## Attention gated AE notebook
This notebook goes through training steps of the attention gated 3D AE. It may not be possible to run the model in the notebook. Therefore, we refer to AG_vali.py and ./bash/AG_run.sh, to test the model yourself.


### Important libs and custom functions

In [6]:
import torch
import torch.nn as nn
import torch.optim as optim
import matplotlib.pyplot as plt
import numpy as np
from torch.utils.data import DataLoader
from torch.optim import lr_scheduler 
import os
import sys
import csv
import itertools
from pathlib import Path

# --- PROJECT SETUP ---
PROJECT_ROOT = Path.cwd().parent.parent
sys.path.append(str(PROJECT_ROOT))
print(PROJECT_ROOT)

from func.utill import save_predictions
from func.dataloaders import VolumetricPatchDataset 
from func.loss import ComboLoss, TverskyLoss, DiceLoss, FocalLoss
from func.Models import MultiTaskNet_ag as MultiTaskNet 

/zhome/d2/4/167803/Desktop/Deep_project/02456-final-project


### Defining hyperparameters. 
We also switch to gpu using cuda and save important paths. Splitting data into ~90% train, ~5% validation, ~5% test. Initiation of csv file where we save losses and mIoU.

In [None]:
INPUT_SHAPE = (128, 128, 128) 
NUM_CLASSES = 4
LATENT_DIM = 256 
BATCH_SIZE = 2
SAVE_INTERVAL = 20
NUM_EPOCHS = 400
LEARNING_RATE = 1e-4
WEIGHT_DECAY = 0.001

# Weights for Multi-Task Loss
SEG_WEIGHT = 100
RECON_WEIGHT = 1.0

device = torch.device("cuda" if torch.cuda.is_available() else "cpu")
print(f"Using device: {device}")

CLASS_WEIGHTS = torch.tensor([0.5, 1.5, 1.0, 4.0]).to(device) 
print(f"Using Class Weights: {CLASS_WEIGHTS}")

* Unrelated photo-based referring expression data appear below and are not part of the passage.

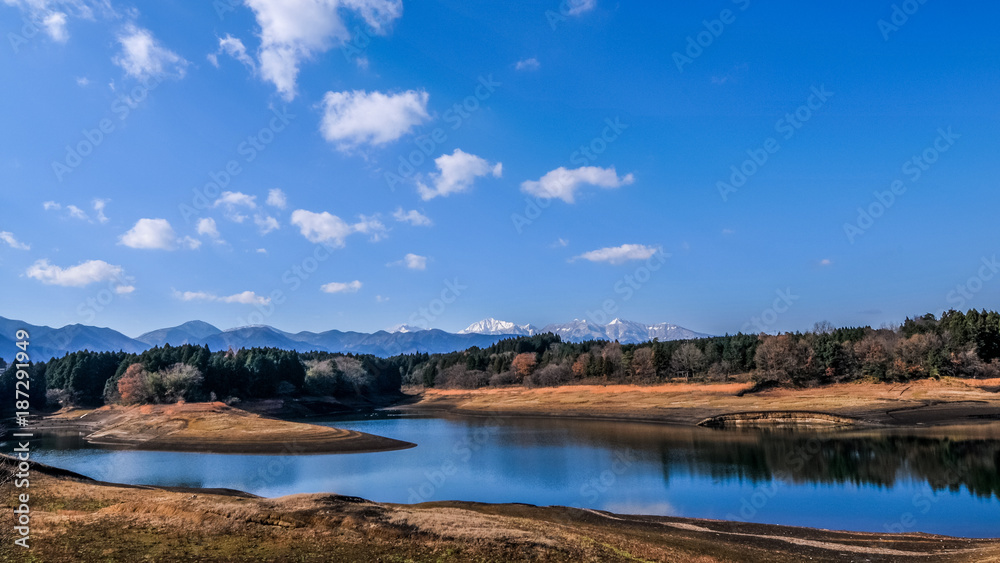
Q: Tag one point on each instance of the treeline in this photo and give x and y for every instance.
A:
(194, 373)
(958, 344)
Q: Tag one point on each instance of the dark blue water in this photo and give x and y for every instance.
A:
(860, 481)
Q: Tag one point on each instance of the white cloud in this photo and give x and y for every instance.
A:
(154, 234)
(563, 184)
(52, 16)
(277, 198)
(351, 119)
(327, 228)
(372, 226)
(339, 287)
(578, 7)
(142, 56)
(457, 172)
(265, 223)
(55, 26)
(619, 254)
(292, 32)
(411, 261)
(231, 202)
(8, 238)
(528, 64)
(208, 227)
(413, 217)
(99, 205)
(85, 273)
(235, 48)
(77, 213)
(244, 298)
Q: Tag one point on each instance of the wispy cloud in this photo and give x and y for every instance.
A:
(341, 287)
(619, 254)
(456, 173)
(411, 261)
(8, 238)
(243, 298)
(563, 184)
(352, 119)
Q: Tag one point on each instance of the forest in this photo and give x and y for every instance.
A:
(957, 344)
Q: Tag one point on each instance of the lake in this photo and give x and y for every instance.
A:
(858, 480)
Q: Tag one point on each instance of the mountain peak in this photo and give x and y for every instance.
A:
(494, 327)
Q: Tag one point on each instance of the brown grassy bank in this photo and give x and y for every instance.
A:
(925, 402)
(212, 427)
(77, 519)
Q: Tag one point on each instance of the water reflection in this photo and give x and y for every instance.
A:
(856, 480)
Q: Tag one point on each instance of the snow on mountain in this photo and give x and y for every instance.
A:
(495, 327)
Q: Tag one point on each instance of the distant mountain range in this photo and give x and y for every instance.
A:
(47, 342)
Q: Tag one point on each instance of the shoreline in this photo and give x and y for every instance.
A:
(73, 513)
(210, 428)
(916, 405)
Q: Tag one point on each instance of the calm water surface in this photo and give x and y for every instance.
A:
(859, 480)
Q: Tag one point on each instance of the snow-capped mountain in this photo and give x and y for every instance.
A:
(50, 342)
(577, 331)
(495, 327)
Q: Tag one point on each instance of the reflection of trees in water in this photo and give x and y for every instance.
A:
(941, 462)
(764, 455)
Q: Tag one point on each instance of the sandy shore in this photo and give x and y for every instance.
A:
(920, 403)
(77, 519)
(211, 428)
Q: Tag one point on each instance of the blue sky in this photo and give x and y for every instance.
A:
(562, 160)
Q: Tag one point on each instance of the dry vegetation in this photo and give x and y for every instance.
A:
(949, 400)
(214, 427)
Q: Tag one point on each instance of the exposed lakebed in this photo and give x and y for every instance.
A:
(889, 480)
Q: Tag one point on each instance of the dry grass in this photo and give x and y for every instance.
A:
(215, 427)
(948, 400)
(76, 519)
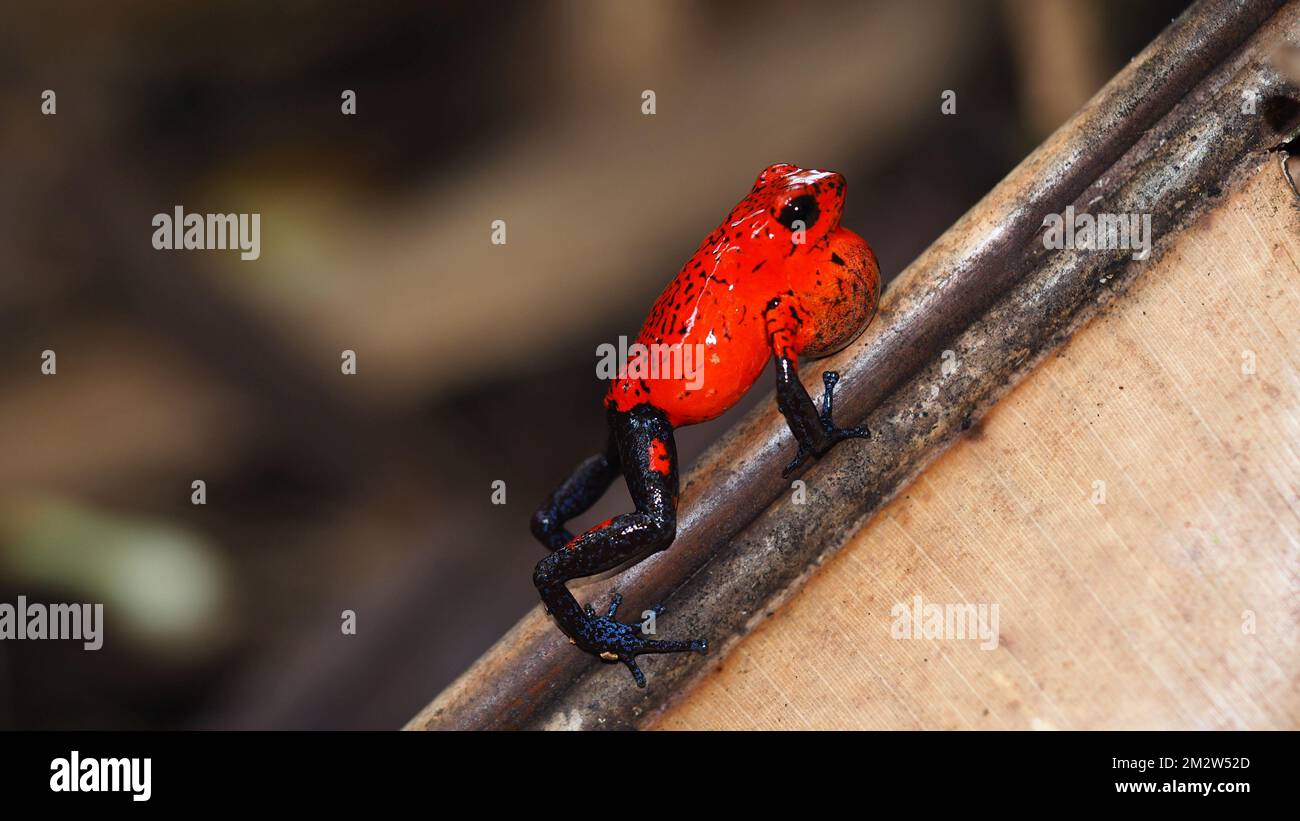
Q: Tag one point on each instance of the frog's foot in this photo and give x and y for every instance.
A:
(612, 641)
(831, 434)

OUTPUT_DIR = PROJECT_ROOT / "Output_AG_vali"
CSV_PATH =  PROJECT_ROOT / "stats" / "training_log_ag.csv"
OUTPUT_DIR.mkdir(parents=True, exist_ok=True)
SAVE_PATH_FINAL = PROJECT_ROOT / "Trained_models" / "AG_val_final.pth"
SAVE_PATH = PROJECT_ROOT / "Trained_models" / "AG_val_best.pth"
SAVE_PATH.parent.mkdir(parents=True, exist_ok=True)

test_cols = [1,2, 33, 34]      
val_cols = [27, 28, 29, 30]
labeled_train_cols = [3,4,5,6,7,8 , 35,36,36,37,38]
unlabeled_train_cols = list(range(9, 27)) + list(range(40, 44))

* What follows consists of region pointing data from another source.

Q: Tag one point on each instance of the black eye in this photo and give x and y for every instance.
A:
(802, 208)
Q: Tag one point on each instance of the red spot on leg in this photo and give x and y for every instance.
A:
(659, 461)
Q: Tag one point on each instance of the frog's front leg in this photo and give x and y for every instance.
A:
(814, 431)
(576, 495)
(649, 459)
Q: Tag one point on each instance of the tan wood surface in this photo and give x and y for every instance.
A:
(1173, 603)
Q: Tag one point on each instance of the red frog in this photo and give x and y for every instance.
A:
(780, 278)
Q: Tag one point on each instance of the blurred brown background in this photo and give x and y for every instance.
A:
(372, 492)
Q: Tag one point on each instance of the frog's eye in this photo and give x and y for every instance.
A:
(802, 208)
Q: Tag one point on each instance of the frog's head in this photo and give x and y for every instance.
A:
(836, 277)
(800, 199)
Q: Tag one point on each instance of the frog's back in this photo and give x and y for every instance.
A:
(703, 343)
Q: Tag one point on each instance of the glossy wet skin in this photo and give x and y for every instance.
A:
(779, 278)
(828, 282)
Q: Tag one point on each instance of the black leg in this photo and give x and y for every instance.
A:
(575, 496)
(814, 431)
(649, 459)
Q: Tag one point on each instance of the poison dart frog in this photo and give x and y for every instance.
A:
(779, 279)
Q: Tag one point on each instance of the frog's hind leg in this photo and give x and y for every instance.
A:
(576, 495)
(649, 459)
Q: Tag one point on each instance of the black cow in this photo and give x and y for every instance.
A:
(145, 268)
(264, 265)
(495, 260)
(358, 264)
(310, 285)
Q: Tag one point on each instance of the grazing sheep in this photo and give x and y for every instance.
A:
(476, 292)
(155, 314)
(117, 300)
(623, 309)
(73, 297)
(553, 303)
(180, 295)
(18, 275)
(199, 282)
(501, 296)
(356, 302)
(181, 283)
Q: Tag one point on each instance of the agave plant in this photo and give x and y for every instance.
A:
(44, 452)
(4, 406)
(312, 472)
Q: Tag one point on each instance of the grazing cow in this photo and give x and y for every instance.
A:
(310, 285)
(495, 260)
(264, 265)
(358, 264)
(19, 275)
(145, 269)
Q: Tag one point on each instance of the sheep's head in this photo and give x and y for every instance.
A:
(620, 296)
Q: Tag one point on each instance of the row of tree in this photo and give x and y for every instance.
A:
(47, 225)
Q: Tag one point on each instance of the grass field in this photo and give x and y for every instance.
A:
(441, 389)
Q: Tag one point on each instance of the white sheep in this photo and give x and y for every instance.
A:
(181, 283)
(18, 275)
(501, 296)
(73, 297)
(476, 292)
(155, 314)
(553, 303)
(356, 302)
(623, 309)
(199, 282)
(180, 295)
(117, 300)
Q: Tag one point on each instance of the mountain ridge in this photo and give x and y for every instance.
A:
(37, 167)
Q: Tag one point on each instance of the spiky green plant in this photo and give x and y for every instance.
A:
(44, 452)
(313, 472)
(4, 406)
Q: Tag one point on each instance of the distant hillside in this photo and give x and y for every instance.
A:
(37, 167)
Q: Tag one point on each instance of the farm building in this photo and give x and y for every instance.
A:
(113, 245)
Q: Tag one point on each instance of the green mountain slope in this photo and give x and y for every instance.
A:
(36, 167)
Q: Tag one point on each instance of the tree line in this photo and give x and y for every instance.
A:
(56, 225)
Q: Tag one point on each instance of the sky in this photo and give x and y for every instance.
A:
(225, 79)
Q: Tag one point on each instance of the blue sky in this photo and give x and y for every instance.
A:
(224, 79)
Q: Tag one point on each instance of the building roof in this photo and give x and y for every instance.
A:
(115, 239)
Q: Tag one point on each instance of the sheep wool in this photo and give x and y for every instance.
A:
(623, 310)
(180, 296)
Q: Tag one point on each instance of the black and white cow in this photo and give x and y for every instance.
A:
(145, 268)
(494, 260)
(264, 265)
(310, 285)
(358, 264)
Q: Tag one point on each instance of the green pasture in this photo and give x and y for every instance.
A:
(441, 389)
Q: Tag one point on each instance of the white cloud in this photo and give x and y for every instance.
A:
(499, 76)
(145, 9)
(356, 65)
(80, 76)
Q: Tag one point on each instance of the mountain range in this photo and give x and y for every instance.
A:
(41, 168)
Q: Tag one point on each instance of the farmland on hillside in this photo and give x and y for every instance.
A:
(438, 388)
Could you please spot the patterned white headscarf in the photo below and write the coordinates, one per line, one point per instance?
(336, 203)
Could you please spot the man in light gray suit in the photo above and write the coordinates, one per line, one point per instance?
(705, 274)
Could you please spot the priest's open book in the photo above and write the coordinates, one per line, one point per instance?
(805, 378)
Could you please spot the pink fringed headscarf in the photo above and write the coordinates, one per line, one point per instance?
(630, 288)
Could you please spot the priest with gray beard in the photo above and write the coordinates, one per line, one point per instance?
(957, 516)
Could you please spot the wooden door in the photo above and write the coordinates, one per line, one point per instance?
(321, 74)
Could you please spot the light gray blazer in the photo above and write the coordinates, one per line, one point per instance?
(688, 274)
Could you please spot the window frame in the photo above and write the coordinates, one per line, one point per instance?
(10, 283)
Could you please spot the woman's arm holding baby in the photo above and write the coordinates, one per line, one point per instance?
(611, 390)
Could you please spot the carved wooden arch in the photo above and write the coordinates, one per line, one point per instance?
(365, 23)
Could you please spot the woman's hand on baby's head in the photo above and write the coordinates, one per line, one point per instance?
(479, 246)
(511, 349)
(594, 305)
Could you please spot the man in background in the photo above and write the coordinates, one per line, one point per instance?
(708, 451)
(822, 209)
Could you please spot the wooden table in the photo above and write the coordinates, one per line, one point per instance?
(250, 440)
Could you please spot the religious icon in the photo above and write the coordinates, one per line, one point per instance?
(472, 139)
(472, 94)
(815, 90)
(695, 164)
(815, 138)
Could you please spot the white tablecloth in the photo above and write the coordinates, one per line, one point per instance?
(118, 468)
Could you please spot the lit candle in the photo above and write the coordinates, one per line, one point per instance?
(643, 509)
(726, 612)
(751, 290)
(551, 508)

with open(CSV_PATH, mode='w', newline='') as f:
    writer = csv.writer(f)
    writer.writerow(['Epoch', 'Train_Loss', 'Val_Loss', 'Val_mIoU'])

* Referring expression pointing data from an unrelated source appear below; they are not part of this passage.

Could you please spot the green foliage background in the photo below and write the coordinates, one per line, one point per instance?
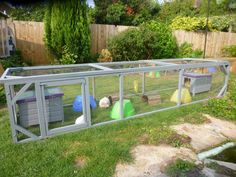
(67, 30)
(122, 12)
(150, 40)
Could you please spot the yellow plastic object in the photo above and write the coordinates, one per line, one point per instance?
(136, 86)
(185, 96)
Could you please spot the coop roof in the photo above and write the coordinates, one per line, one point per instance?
(27, 74)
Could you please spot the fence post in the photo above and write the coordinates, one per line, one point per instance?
(121, 88)
(12, 113)
(181, 72)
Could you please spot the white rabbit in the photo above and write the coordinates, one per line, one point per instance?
(104, 102)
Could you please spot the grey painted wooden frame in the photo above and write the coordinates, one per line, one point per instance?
(97, 69)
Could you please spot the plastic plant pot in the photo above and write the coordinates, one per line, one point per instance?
(128, 109)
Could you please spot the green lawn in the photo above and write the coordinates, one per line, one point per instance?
(101, 147)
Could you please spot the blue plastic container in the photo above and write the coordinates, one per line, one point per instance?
(78, 106)
(211, 69)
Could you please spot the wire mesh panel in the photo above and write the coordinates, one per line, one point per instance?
(25, 111)
(150, 91)
(92, 94)
(204, 83)
(106, 94)
(64, 104)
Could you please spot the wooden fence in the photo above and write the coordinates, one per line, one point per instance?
(215, 41)
(29, 39)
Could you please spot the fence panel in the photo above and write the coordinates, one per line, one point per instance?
(29, 39)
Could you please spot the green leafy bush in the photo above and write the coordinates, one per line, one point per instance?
(186, 50)
(115, 12)
(225, 107)
(220, 23)
(190, 23)
(29, 12)
(223, 23)
(15, 60)
(229, 51)
(67, 56)
(150, 40)
(67, 30)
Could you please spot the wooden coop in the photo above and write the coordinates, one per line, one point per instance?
(4, 46)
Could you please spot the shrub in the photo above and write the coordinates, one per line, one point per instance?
(215, 23)
(186, 50)
(66, 26)
(15, 60)
(150, 40)
(29, 12)
(220, 23)
(67, 56)
(115, 12)
(190, 23)
(229, 51)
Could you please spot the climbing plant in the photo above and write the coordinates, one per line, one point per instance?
(67, 27)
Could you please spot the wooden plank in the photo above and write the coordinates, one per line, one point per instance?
(29, 39)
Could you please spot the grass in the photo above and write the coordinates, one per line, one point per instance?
(100, 148)
(183, 168)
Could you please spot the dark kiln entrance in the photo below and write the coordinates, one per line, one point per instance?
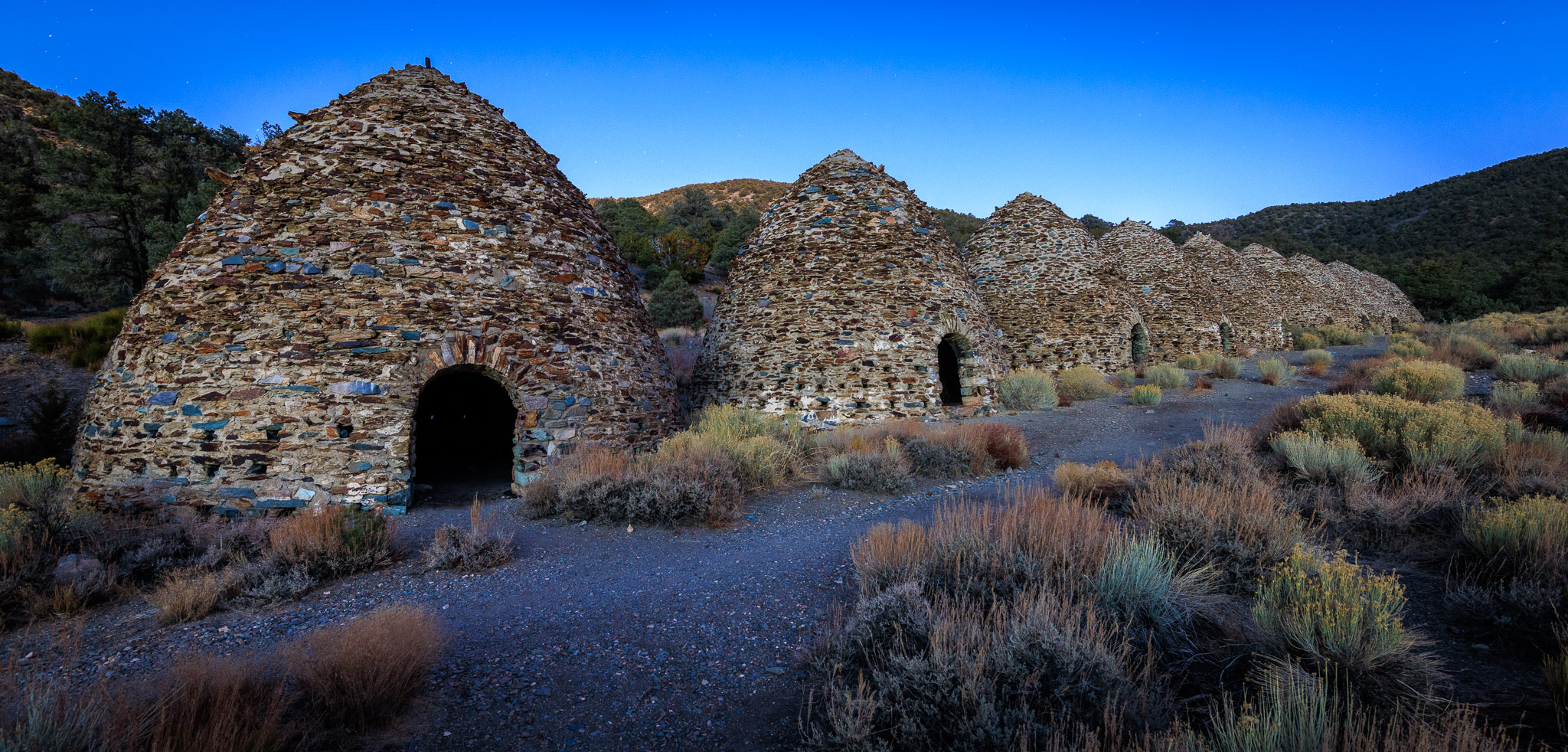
(463, 433)
(948, 371)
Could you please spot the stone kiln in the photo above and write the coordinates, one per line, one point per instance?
(848, 303)
(1047, 285)
(403, 247)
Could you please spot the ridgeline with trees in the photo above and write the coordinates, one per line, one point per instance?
(1494, 239)
(96, 192)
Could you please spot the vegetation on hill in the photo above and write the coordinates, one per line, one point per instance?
(959, 227)
(740, 194)
(96, 192)
(689, 236)
(1494, 239)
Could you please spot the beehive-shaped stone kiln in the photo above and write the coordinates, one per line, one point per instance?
(848, 303)
(1243, 294)
(1043, 278)
(403, 247)
(1178, 305)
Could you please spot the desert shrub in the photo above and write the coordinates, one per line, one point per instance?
(1324, 460)
(1145, 394)
(472, 550)
(1276, 372)
(1227, 368)
(1409, 433)
(985, 630)
(1529, 368)
(366, 671)
(668, 487)
(1318, 361)
(1529, 529)
(1295, 711)
(332, 542)
(760, 445)
(40, 492)
(1027, 390)
(1515, 397)
(1101, 481)
(1237, 529)
(1407, 346)
(1463, 351)
(1198, 361)
(1556, 393)
(83, 342)
(887, 472)
(1336, 616)
(1148, 590)
(187, 596)
(1083, 384)
(1341, 335)
(1165, 378)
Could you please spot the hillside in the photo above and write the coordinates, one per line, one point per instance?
(740, 194)
(1484, 240)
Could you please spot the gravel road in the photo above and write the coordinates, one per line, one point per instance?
(613, 638)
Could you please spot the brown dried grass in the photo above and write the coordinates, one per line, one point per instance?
(206, 704)
(366, 671)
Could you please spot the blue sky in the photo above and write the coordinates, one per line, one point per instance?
(1153, 112)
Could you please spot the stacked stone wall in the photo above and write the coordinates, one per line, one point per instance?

print(f"--- Data Splits ---")
print(f"Test (Reserved): {test_cols}")
print(f"Validation: {val_cols}")
print(f"Labeled Train: {labeled_train_cols}")
print(f"Unlabeled Train: {unlabeled_train_cols}")




Using device: cpu
Using Class Weights: tensor([0.5000, 1.5000, 1.0000, 4.0000])
--- Data Splits ---
Test (Reserved): [1, 2, 33, 34]
Validation: [27, 28, 29, 30]
Labeled Train: [3, 4, 5, 6, 7, 8, 35, 36, 36, 37, 38]
Unlabeled Train: [9, 10, 11, 12, 13, 14, 15, 16, 17, 18, 19, 20, 21, 22, 23, 24, 25, 26]


## Dataloader
Here we define dataloader able to split the $256^3$ into 8 patches of 128^3, which is the largers size we could use, memory limitations. Also the dimensions have the input volumes should be divisable by 8, ensuring that downsampling will yield integer sized feature maps.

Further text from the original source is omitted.